The split was intended to create two independent businesses, but doubts quickly arose about whether the separation would address Kraft Heinz’s underlying issues, including declining sales in processed foods.

Investor Warren Buffett expressed disappointment at the proposed separation, demonstrating broader scepticism among shareholders regarding the strategy’s effectiveness.

Kraft Heinz has faced pressure from rising inflation and the growing popularity of GLP-1 weight-loss drugs, which have contributed to reduced consumer spending and lower packaged-food consumption.

The pause on the breakup is notable given Cahillane’s history in leading the separation of Kellogg’s cereal and snacks divisions, which were later sold at high valuations to Ferrero and Mars Wrigley.

The company’s chairman, John T. Cahill, said management believes concentrating resources on growth rather than separation is the correct strategy at this stage.

TD Cowen analyst Robert Moskow warned investors that halting the split could be viewed negatively, suggesting the divisions are not yet strong enough to operate independently.

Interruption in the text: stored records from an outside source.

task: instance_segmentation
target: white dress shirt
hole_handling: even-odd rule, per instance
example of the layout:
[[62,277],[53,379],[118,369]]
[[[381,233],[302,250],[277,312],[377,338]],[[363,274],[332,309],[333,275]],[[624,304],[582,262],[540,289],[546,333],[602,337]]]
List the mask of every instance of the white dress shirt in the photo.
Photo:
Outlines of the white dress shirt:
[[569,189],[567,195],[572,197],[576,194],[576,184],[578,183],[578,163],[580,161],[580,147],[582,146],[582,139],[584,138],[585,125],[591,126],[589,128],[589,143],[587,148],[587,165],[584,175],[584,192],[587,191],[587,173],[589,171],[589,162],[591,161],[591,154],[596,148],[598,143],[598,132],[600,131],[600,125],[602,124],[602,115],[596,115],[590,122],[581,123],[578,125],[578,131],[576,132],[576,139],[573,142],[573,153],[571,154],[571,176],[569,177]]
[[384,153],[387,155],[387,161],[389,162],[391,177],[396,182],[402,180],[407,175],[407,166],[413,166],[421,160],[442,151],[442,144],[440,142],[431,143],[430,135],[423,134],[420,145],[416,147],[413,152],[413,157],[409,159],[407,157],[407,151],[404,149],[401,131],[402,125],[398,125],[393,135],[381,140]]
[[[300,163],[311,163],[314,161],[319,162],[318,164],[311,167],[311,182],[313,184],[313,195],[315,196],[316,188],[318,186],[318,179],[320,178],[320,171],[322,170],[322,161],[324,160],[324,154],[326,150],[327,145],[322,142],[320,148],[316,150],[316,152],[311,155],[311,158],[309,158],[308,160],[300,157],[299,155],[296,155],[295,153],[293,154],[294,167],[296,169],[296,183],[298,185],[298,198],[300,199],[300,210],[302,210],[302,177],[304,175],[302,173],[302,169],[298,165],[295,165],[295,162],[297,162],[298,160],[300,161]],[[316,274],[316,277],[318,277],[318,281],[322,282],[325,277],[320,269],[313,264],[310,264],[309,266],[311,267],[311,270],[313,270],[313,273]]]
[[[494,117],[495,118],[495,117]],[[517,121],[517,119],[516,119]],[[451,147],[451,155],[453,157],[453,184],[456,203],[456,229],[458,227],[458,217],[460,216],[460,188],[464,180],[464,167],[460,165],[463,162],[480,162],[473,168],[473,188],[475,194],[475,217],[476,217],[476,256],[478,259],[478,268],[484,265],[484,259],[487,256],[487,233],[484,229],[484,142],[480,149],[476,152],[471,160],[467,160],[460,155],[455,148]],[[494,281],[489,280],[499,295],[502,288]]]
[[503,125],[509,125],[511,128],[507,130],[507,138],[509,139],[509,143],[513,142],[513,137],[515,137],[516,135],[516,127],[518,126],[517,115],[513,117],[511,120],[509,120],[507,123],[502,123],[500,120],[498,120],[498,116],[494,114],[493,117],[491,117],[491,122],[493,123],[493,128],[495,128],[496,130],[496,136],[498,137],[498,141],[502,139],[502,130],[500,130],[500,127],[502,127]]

Earlier this year, Kraft Heinz Middle East and Africa unveiled an expanded range of Heinz products at Gulfood 2026 in Dubai under its “Better For You” portfolio, including Heinz Organic Tomato Ketchup, Vegan Mayo, Tomato Ketchup Zero, and reduced sugar and salt ketchup.

The new offerings are part of ongoing reformulation efforts in the region, aimed at maintaining familiar taste while adapting recipes to meet growing demand for organic, plant-based, and lower-sugar options.

Mary Gukasyan, Managing Director for the Middle East and Africa at Kraft Heinz, said the company is taking a nutrition-focused approach, introducing clearer ingredient labels and expanding zero-sugar and reduced-sugar options.

The expansion reflects rising interest in health-conscious foods across the Middle East and North Africa, where the plant-based market is valued at more than US$977 million and projected to grow around 19% annually.

Kraft Heinz MEA also announced initiatives to reduce plastic usage by redesigning packaging and working with regional partners to implement more sustainable production and distribution practices.

This combined focus on product reformulation, marketing investment, and sustainability is part of the company’s broader effort to adapt to changing consumer preferences and reverse declining sales.